Nazım’ın eşkıyalarından Abdullah Palaz, Şahinbey’in sağ kolu olarak Antep’in savunmasında yer alan ve kentte efsaneleşen Kilisli savcılı aşiretinin reisi Ali Ağa’nın oğludur.
“Azrail’in diğer adı Abdullah Palaz” ismiyle hayatini kaleme alan Dr. Turhan Temuçin’e göre Abdullah Dayı, kimilerine göreyse “Antep Canavarı” olan Abdullah pPalaz, 38 ayrı cezaevinde 48 yıl hapis yattı. Yargılandığı cinayet sayısı 19, gizli kalmış, yargıya düşmemiş ya da kanıt yokluğundan beraat ettiği cinayet sayısı ise 24…

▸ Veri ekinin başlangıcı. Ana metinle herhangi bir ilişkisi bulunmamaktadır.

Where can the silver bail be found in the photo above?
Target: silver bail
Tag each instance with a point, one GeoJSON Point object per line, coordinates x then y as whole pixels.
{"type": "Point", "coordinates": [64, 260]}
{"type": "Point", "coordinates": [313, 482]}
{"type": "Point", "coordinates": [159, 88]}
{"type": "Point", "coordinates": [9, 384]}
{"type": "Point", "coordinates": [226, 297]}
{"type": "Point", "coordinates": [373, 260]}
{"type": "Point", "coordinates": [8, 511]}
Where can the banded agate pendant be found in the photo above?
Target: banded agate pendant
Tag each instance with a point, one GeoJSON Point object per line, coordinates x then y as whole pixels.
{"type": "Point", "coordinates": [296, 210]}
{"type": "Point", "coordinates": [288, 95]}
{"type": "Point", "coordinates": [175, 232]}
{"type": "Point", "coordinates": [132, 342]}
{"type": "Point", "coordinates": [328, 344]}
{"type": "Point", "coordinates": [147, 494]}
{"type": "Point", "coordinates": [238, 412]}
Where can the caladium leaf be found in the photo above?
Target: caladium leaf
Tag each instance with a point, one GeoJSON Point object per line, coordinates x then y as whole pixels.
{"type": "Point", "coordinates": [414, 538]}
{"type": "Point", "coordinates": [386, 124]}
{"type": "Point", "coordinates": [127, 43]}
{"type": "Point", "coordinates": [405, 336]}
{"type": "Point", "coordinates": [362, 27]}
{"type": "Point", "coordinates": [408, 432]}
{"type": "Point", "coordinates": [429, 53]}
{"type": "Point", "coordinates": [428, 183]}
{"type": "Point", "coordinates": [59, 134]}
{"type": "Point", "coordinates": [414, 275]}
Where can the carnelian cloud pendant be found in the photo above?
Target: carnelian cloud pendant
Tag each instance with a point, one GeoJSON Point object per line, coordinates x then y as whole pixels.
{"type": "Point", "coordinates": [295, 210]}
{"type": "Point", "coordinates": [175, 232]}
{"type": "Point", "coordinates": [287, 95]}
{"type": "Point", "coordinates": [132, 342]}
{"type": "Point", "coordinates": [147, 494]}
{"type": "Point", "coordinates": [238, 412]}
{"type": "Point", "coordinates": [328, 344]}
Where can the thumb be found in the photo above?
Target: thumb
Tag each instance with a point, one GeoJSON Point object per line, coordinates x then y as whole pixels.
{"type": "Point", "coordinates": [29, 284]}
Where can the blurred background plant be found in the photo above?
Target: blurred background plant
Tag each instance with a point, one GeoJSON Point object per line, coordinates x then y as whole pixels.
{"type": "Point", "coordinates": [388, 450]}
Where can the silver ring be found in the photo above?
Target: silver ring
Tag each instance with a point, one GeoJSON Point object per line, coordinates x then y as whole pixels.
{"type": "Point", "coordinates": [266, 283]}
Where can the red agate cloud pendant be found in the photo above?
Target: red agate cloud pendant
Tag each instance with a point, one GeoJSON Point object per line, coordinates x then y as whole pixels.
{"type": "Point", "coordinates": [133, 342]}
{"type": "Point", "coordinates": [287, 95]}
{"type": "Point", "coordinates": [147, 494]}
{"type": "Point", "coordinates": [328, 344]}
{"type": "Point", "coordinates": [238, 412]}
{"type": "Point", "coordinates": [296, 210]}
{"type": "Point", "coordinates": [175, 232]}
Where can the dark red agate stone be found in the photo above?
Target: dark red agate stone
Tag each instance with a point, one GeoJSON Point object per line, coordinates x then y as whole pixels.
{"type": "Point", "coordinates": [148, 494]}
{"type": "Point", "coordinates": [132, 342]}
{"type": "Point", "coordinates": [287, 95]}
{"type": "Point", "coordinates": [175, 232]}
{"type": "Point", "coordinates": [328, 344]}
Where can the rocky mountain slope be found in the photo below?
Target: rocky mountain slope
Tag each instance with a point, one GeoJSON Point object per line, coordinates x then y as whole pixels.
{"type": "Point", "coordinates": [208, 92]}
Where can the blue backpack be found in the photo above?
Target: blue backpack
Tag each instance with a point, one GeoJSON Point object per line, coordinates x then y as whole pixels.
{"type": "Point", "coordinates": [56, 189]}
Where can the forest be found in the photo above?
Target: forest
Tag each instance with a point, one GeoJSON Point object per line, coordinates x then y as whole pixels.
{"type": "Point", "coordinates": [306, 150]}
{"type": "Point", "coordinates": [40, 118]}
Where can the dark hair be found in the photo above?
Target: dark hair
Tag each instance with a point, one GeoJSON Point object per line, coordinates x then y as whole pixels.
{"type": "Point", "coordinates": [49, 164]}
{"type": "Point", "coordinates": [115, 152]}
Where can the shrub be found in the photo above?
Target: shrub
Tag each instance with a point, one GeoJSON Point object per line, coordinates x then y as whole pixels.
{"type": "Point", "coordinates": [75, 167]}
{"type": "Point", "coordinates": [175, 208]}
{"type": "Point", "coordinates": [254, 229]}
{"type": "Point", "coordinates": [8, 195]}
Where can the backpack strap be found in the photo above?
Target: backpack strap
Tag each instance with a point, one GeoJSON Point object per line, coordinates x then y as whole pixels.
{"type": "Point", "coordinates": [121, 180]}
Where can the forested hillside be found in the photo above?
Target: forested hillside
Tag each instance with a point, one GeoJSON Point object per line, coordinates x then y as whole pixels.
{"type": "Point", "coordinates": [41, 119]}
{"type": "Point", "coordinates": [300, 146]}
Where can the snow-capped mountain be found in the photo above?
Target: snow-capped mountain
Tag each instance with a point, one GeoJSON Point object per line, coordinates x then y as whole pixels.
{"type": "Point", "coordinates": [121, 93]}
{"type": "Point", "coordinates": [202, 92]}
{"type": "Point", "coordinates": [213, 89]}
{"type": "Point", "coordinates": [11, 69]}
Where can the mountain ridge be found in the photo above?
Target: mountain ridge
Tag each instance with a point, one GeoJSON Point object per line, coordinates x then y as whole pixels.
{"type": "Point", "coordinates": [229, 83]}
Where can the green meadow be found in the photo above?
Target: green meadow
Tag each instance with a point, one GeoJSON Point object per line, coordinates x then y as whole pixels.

Palaz, Temuçin’e cezaevi yaşamını şu cümlelerle anlatıyor: “dört kez idam yedim, 740 yıl hapis kestiler. 48 yıl 38 ayrı cezaevinde hapis yattım. ben Abdullah dayıyım, baba değilim…” palaz’in 48 yıl boyunca yattığı bu cezaevlerinden bir tanesi de bursa Cezaevi’dir…

Nazım’la ilk karşılaşma
Abdullah palaz ve 11 arkadaşı, Afyon Cezaevi’nde bir kisiyi öldürüp, 59 kisiyi yaralayınca Bursa Cezaevi’ne gönderilirler. Bursa Cezaevi’nde, ceza olarak kanalizasyonun içine atılan palaz ve arkadaşları, kanalizasyon çukurunda uzunca bir süre bekletildikten sonra, hortumla yıkanarak cezaevi koridoruna bırakılırlar…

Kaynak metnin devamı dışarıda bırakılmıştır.